Le nom de mon mari n’avait pas voulu sortir de mes lèvres. François se retourna, une lueur d’espoir sur son visage ravagé.

« Vous voulez… oh ! que vous êtes bonne… merci… »

Il pouvait à peine articuler quelques mots : je le sentis plus près de mon cœur, avec ses pauvres yeux gonflés derrière son lorgnon humide, qu’il ne l’avait jamais été au temps où nous riions ensemble — que ce temps était loin !… Ses mains qui frémissaient s’approchèrent des miennes — puis se reculèrent, comme s’il n’osait pas me toucher.
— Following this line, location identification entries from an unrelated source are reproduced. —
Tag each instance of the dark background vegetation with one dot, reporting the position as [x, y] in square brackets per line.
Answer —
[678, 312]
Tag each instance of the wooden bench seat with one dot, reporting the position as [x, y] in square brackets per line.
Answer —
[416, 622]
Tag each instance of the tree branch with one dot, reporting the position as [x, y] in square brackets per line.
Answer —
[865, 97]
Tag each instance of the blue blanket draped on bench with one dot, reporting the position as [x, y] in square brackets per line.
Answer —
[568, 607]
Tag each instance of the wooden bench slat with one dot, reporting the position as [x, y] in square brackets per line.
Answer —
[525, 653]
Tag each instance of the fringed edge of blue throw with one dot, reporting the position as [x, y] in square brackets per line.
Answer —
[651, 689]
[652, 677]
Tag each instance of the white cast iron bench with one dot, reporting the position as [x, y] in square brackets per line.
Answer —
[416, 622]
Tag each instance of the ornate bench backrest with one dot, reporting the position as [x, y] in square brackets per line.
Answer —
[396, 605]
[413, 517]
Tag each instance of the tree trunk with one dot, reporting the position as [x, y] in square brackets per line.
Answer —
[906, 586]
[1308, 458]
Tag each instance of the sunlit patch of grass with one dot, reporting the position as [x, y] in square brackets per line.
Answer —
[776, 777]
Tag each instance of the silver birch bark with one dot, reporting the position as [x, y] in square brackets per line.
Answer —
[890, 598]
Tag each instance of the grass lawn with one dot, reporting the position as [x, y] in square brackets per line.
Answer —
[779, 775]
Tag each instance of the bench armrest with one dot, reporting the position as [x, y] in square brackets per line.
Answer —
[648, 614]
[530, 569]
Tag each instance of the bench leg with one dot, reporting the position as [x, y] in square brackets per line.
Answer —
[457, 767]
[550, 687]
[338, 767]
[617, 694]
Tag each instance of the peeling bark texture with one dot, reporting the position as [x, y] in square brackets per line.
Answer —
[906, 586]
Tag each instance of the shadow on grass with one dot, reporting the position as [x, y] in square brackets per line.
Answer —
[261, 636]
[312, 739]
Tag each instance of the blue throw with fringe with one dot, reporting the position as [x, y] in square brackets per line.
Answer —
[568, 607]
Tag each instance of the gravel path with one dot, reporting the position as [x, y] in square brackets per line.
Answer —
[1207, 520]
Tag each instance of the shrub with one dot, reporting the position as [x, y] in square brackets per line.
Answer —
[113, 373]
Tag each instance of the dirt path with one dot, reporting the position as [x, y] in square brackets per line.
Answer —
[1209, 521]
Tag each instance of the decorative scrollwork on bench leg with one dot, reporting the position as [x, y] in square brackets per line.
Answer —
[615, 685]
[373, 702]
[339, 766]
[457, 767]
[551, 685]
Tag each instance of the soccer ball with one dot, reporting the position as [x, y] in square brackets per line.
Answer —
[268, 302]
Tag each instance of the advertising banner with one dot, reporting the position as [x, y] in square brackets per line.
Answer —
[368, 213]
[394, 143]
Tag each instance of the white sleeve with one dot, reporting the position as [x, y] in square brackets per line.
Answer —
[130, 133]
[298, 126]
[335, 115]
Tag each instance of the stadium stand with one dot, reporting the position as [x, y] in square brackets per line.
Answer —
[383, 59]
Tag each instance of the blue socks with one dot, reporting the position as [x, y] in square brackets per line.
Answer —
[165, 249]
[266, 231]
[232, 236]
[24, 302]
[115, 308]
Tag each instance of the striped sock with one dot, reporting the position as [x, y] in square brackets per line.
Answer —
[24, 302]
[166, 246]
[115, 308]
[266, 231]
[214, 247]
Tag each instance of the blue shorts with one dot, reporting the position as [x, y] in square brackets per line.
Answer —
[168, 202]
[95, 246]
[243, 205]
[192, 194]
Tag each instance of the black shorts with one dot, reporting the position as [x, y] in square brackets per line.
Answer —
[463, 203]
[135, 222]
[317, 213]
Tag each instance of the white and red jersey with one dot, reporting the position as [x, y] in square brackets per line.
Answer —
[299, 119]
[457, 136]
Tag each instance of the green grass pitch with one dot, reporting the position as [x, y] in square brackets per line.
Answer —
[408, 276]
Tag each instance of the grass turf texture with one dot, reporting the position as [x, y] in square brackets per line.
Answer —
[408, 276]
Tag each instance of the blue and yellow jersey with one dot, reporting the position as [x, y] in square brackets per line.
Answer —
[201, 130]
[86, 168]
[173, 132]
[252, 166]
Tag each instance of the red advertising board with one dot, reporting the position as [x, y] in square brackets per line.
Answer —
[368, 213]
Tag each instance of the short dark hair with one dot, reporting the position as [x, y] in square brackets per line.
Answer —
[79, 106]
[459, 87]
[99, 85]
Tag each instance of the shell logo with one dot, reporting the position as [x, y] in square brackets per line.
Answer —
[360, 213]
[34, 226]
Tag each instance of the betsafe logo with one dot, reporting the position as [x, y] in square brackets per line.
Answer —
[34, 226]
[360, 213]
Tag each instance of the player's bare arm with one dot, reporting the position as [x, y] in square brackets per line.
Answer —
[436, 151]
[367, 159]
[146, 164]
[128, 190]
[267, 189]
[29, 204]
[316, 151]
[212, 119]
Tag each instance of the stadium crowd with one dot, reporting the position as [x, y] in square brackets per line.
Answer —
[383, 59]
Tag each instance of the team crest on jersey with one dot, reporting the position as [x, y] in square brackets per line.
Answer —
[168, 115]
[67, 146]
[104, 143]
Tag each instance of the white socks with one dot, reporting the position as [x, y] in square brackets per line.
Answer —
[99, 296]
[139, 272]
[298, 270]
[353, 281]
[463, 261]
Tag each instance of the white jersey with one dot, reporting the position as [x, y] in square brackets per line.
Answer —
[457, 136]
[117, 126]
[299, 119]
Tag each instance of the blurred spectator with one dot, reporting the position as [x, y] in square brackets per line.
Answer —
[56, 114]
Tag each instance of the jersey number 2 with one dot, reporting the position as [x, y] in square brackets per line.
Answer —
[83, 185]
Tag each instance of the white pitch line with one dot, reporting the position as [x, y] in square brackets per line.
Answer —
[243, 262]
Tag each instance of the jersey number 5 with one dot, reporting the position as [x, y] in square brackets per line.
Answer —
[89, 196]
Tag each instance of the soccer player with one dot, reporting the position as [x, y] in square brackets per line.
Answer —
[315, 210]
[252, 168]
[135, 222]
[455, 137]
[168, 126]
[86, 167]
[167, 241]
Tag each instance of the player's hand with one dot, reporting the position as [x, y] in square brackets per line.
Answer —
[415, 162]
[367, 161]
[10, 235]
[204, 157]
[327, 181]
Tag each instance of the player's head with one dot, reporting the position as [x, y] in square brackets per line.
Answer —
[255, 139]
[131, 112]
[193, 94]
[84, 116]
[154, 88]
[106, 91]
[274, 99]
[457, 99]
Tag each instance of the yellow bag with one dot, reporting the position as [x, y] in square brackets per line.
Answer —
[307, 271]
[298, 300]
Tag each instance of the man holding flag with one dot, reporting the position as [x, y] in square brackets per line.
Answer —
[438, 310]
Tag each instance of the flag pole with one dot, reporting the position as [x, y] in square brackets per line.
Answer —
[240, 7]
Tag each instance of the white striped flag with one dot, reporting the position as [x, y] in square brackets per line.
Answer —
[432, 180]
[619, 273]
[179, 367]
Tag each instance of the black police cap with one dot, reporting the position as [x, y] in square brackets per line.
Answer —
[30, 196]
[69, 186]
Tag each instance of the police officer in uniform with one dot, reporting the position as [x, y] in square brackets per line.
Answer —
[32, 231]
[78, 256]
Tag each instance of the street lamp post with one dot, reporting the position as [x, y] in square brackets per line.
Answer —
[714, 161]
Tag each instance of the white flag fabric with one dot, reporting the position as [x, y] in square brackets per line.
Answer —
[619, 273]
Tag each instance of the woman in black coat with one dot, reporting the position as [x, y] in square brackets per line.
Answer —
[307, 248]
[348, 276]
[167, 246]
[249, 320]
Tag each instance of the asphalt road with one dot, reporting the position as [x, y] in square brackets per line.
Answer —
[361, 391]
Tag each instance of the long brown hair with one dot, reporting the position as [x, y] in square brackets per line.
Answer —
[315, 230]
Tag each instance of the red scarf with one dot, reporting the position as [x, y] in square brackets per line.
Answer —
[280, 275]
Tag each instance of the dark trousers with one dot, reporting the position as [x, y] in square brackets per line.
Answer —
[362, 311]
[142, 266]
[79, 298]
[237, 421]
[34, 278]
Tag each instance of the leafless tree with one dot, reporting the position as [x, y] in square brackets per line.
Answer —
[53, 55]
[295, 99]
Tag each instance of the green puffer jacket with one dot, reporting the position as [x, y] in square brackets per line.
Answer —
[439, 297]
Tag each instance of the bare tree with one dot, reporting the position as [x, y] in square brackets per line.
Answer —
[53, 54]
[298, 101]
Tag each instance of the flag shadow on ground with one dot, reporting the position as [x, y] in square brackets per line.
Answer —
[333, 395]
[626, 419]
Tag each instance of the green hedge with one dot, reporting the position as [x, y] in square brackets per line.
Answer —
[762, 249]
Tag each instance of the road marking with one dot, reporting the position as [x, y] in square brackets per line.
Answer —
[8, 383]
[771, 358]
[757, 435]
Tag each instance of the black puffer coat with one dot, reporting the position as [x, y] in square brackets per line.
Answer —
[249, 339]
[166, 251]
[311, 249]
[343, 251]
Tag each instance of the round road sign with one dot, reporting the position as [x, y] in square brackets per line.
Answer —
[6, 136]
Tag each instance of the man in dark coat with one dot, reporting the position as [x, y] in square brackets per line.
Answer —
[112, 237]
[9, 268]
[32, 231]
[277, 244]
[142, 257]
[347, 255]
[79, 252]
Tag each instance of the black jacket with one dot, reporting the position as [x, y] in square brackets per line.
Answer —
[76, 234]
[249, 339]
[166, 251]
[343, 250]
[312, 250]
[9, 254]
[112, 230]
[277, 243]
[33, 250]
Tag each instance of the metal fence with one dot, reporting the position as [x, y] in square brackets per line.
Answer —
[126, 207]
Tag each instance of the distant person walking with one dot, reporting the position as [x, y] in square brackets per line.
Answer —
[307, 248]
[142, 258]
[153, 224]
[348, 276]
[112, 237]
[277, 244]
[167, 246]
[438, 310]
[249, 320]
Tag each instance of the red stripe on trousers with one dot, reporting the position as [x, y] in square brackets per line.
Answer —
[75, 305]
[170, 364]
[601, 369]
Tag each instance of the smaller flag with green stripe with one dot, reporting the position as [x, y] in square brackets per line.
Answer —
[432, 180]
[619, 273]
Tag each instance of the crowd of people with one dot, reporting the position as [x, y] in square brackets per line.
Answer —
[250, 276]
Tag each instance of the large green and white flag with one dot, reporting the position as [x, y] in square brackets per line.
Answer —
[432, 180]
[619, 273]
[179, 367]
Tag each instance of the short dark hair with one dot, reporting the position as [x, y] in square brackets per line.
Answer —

J’étais glacée, frissonnante.

« Merci… murmura-t-il encore. Mais je suis brisé… vous aussi… C’est trop… pardon, ma pauvre petite… »

Le jour baissait — le train pressait son allure en approchant de Paris. Vers le couchant, un gros nuage noir barrait l’horizon jaune. Nous aurions dû être moins malheureux, et pourtant une tristesse affreuse nous enveloppait. François ne disait plus rien ; mais je sentais son regard sur moi — un regard où il y avait encore presque autant de douleur que d’amour… Pourrions-nous jamais sortir de cet abîme d’amertume et de regrets ?

Nous arrivions. Il se pencha vers moi.

« Vous… vous m’avertirez… vous me ferez savoir… »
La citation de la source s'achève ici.